Richard Bevan was born on 22 August 1788 at Swallowfield Park, Berkshire His father, Silvanus Bevan III, was a banker. His mother was Louisa Kendall. He grew up at Riddlesworth Hall with six siblings.

He was educated at Harrow School and Trinity College, Cambridge.

==Career==
Bevan was a banker. He joined the Brighton Union Bank which had been set up in 1805 by a deed of co-partnership between William Golding, James Browne, Nathaniel Hall, Richard Lashmar and Thomas West. It became Hall, Bevan, West and Bevans, before being taken over by Barclay, Bevan, Tritton, Ransom, Bouverie and Co in 1894, and going on to form part of Barclays Bank.

==Philanthropy==
Bevan made charitable contributions to the Widow's Friend and Benevolent Society.

==Personal life==
Bevan married twice. His first wife was Charlotte Hunter, the daughter of Lt-Col Dunbar James Hunter & Seraphina Donclere. They married 30 August 1823. They had four daughters and one son, the banker Richard Alexander Bevan (1834–1918). Charlotte died in 1835.

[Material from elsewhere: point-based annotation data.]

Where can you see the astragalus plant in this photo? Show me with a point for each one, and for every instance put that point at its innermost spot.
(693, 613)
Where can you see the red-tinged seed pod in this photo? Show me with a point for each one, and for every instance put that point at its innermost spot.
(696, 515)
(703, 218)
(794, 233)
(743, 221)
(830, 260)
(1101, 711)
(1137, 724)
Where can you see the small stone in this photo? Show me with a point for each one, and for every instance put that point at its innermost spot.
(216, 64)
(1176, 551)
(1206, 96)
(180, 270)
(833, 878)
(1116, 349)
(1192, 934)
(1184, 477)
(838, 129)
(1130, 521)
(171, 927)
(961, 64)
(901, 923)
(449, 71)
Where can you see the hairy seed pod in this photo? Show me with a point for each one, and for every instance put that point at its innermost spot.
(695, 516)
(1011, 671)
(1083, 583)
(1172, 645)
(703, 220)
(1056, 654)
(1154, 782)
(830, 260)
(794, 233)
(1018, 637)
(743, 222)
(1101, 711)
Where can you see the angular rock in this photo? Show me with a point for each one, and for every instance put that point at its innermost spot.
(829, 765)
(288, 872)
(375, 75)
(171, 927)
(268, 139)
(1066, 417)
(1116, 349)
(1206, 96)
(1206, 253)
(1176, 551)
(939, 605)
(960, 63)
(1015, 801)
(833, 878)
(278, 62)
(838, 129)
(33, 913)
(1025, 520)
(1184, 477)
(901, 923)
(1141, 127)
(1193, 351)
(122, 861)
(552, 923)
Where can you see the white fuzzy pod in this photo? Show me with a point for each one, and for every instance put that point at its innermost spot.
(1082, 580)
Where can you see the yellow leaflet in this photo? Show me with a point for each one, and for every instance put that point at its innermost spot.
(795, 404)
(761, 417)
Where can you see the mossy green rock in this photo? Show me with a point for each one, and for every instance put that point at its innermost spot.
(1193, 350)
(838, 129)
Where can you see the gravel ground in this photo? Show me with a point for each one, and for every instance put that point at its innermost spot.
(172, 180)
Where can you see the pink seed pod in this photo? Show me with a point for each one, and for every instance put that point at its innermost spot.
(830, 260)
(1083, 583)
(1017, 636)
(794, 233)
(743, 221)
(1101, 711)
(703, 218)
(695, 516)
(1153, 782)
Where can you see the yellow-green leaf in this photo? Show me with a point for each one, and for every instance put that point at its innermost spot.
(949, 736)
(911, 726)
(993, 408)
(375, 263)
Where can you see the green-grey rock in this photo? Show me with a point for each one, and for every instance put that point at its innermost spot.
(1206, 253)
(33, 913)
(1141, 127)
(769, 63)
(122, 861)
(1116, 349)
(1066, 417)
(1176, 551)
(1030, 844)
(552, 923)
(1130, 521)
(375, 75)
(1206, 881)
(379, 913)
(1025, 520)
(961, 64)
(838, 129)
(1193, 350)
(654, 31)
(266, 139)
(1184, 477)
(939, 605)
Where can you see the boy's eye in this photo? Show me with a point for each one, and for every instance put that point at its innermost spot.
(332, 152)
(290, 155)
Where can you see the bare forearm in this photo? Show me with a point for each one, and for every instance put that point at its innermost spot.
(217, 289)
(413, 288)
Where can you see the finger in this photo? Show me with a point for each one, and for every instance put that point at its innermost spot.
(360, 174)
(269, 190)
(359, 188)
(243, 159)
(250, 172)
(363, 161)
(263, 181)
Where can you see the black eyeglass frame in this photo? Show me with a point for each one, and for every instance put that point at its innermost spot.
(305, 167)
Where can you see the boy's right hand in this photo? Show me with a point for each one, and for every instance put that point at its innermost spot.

In 1859, their youngest daughter Charlotte Louisa (1831–1911) married Percival Bosanquet (1831–1915), the son Augustus Henry Bosanquet and Louisa Priscilla Bevan (the eldest daughter of Richard's cousin David Bevan). Their daughters Theodosia (1828–1886) and Elizabeth Charlotte (1830–1894) both married clergymen. Their eldest daughter, Harriet Caroline, died as a toddler in 1834.

His second wife was Sarah (−1883), the daughter of Richard Cuming Dewar of Clapham, Surrey. She had been friends with his first wife Charlotte for many years. This marriage was childless.

He lived at Highcliff Lodge, 128 Marine Parade, which is located on Marine Square in Kemptown, Brighton.

==Death==
Bevan died on 4 February 1870 and is buried in Brighton's Extra-Mural Cemetery.